Saturday, September 24, 2005

A Story You Won't Read In The United States: The Trauma of Warfare

The executive director of Combat Stress, Toby Elliott, takes it as a warning that the charity is already treating so many veterans of an ongoing war.

"It takes an average of 14 to 15 years for a regular soldier to seek help," he says, adding that many more veterans are likely to find themselves experiencing Iraq-related PTSD in the coming decades.

But, he adds, there are powerful reasons for soldiers not to admit they are having mental health problems - doing so could jeopardise their careers.

"You know bloody well that if you say you are feeling wobbly in the head, the first thing is that they will take your rifle away from you," he says.

"Even if you are retained, you probably won't get promoted."

That's from the UK, which hasn't been in a war since the Falkland Islands conflict and not in a major war since World War II.

And unlike in the United States, where a generation of Vietnam veterans introduced the notion of PTSD to the general populace, there is still suspicion of the concept in the UK, not least among soldiers.

Which brings me to my point today. While the US armed forces and the mental health community are acutely aware of PTSD, and Vietnam veterans had a much harder time of it because not only were they in combat but the support system at home was non-existent for many veterans, the Iraqi vets aren't going to have it a whole lot easier.

In addition, the study on posttraumatic stress disorder found that the percentage of troops suffering from PTSD increased by between 7-10% after deployment to Iraq, which would represent 25,000 to 35,000 initial periodcases of PTSD among the roughly 350,000 U.S. troops who have served in Iraq.
That's as of July of 2005. That's nearly half the number of fatalities we had in Vietnam.

Why will this war be a challenge to the mental health of so many soldiers?

Simple. It's an unpopular war in which Americans are killing Iraqis by the thousands, much like in Vietnam. We were led into the war under false pretenses, so the responsibility for those deaths has shifted from a just cause (fighting terrorism, stopping a WMD from being launched at America) to one that is much ore nuanced (removing a dictator from power).

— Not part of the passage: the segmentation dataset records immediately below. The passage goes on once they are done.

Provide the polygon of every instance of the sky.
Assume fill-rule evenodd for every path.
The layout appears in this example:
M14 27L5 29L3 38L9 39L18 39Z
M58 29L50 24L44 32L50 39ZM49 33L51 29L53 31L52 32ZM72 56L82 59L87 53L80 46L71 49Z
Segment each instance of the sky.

When a soldier questions his rationale for being in a combat zone, that soldier will call into question his own motives for serving. Even in a forced recycling such as we've seen in the Guard and Reserve troops sent to Iraq, the slender justifications for fighting are peeling away as each day's bad news....more American dead, undercover psyops involving shooting people supposedly on our side by British troops dressed as civilians...piles on.

The trouble with PTSD, as indicated above, is the length of time it takes for it to surface. You can be walking around normally one day and then something happens to trigger an emotional flood that you cannot control any longer. It comes out.

I've been there. I know what it's like. Fortunately, I had the strength and help I needed to fight back and understand it. (To be clear, I did not suffer from combat PTSD, but the mental health community doesn't make that fine a distinction in how you get it.)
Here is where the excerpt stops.